Now we have been informed about the findings of the Inspection Panel. We know that the investigation found that the World Bank does not track how PBS funds are used on the ground. If the World Bank cannot guarantee that its money will not be used to abuse people, then it should not provide money in this way to the Ethiopian government.
We know that the investigation found that PBS did not follow the World Bank Policy on Indigenous Peoples. We indigenous people have a right to decide about any development projects that affect us and especially our land. We have a right to be consulted and a right to reject any development that we don’t want.
For the past 118 years that we have been living under the control of the central government of Ethiopia, we have never been consulted about any development project or policy that affects our people. Nobody ever informed us that the World Bank was supporting basic services in Gambella or asked for our opinion about the services we want and where and how we want them delivered. Instead we were forced to give up our fertile land and move to dry, forested areas in order to access these services funded by the World Bank. And when we moved with the promise of getting better services, we found that it was all a lie. At the new locations, there were no services and the land we were given could hardly grow food. When the World Bank saw this happening, it should have stopped PBS until the government stopped villagization. If you did that, maybe we would not be refugees today. But since the World Bank continued to fund PBS 3 after two years of villagization, and after we pleaded with you to stop, the Bank has a responsibility to help us recover what we have lost.
We want our people in Gambella region displaced by villagization programme, to return to their ancestral land without fear of retribution. We want support to restart their farms, with modern technology like farmers have in other parts of Ethiopia. We want them to grow food on their land for local consumption, rather than working like slaves on big farms owned by foreigners growing crops to export to other countries. We want grinding mills and wells that work in their villages and good roads that go to clinics and markets and not to gold mines. We want a university and a hospital in Gambella region with quality services for indigenous people. We want our people to be consulted and to have ownership of our development.
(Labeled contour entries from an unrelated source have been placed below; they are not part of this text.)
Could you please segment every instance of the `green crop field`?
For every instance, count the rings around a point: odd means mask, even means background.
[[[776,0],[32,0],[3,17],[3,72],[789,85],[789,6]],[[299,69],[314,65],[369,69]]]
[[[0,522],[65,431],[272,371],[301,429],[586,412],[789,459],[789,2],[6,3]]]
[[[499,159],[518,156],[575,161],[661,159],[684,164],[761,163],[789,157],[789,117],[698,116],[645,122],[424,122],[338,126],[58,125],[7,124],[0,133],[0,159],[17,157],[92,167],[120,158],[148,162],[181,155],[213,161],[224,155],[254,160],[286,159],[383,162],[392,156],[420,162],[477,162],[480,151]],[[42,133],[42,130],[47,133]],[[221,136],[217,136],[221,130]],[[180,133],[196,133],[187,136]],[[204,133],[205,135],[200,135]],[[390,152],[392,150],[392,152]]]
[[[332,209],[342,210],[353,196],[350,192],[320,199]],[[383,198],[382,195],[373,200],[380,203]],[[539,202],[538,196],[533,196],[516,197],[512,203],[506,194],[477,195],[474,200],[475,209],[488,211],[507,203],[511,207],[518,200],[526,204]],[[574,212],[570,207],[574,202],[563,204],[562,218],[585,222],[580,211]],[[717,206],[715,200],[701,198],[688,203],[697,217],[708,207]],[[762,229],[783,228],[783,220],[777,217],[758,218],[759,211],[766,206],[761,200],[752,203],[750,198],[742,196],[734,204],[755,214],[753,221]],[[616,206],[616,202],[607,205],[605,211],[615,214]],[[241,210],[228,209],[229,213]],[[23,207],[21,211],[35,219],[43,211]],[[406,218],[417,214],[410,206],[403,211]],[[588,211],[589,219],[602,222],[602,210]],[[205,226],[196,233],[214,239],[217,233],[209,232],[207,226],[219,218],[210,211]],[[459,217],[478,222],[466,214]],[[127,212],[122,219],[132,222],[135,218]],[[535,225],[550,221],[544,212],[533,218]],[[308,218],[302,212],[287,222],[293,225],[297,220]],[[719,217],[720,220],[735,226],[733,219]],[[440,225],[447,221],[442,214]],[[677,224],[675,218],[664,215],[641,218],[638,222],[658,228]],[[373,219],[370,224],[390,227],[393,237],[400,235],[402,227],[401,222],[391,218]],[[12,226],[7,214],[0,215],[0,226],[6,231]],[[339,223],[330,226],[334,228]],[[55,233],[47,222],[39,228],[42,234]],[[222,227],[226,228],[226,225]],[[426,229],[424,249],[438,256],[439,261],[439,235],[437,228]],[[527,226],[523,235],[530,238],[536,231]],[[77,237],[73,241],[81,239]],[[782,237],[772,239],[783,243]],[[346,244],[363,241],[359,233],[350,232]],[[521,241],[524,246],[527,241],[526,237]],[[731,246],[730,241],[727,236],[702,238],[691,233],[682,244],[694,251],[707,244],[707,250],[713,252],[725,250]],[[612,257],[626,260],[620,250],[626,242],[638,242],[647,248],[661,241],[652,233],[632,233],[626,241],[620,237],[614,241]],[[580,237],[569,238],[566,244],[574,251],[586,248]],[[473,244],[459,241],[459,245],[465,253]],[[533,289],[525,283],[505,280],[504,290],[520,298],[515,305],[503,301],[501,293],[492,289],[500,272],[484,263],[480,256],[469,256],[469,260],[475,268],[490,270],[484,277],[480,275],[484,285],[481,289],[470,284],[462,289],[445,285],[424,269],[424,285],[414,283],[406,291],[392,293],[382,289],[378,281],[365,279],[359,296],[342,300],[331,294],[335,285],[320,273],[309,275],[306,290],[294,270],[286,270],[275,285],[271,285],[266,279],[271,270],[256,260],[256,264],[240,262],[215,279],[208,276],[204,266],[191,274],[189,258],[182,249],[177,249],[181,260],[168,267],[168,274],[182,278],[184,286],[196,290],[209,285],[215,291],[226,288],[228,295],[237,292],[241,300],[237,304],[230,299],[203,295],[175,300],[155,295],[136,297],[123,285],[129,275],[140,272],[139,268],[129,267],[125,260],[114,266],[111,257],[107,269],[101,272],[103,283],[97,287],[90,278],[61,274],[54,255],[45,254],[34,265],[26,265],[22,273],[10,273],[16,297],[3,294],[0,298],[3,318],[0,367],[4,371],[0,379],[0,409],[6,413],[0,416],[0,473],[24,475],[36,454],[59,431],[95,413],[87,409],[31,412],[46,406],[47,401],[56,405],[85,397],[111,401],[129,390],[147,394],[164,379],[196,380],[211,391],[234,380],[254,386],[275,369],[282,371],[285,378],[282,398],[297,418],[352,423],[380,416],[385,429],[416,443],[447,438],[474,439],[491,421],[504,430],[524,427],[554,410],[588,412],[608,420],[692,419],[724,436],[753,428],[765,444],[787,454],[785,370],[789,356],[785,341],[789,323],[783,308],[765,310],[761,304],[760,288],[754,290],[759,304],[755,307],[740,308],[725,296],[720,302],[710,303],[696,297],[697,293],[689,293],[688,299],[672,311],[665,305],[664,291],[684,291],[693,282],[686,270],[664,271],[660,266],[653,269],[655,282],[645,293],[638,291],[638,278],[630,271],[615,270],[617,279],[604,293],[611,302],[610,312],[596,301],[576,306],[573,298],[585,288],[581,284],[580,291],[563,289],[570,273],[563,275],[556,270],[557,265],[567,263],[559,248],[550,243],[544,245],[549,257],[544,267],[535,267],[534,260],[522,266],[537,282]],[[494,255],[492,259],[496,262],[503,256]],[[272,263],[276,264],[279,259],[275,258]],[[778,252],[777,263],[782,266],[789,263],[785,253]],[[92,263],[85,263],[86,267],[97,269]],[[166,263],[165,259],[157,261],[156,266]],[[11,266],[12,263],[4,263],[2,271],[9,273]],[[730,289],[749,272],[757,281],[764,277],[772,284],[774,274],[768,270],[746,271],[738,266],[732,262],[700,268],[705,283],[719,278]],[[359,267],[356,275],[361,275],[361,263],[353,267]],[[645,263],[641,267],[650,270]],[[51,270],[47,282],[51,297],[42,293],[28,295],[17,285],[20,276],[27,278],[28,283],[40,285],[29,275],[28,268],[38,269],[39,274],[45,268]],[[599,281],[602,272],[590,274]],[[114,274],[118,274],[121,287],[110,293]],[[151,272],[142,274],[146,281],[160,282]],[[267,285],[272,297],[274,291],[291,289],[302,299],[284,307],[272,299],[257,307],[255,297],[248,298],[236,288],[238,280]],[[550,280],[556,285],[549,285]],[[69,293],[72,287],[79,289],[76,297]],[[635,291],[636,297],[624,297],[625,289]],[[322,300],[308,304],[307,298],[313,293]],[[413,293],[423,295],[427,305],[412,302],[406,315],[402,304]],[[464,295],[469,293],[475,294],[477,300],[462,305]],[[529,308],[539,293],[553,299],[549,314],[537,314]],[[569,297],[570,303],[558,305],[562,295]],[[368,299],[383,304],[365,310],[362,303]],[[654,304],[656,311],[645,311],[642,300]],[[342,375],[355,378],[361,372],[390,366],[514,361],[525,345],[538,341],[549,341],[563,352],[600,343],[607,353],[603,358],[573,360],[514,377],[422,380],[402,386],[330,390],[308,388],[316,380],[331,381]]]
In the refugee camps where we live in Kenya, South Sudan and Uganda, we are facing insecurity and dire living conditions but we cannot return home or our lives will be in danger. Women are dying from caesarian sections and minor surgeries because of the poor quality of health care. Newcomers are not accepted by UNCHR and so we must share our food rations with them so they don’t starve. After primary school, our youth have nothing to do but sit idle or become addicted to drugs. It is so painful to see our children growing up in a foreign land with no future. We need support to develop our livelihoods and our youth need opportunities to go to secondary school and university.
We are very encouraged by the bold agenda you have set for the World Bank and the international community to end extreme poverty and promote shared prosperity. We strongly support your call for equitable and inclusive development in fragile and conflict-affected states. We were especially moved by your statement, published last year in the Washington Post, that “the fight to eliminate all institutional discrimination is an urgent task.”
We are victims of a government that systematically discriminates against indigenous people with dark skin. Because of this discrimination, we have gone from food security to extreme poverty – living on food aid as refugees. All we are asking is that you live up to your high words and ensure that your institution lives up to its good policies.
Thank you for your listening to us and may the Almighty God bless the work of your hands.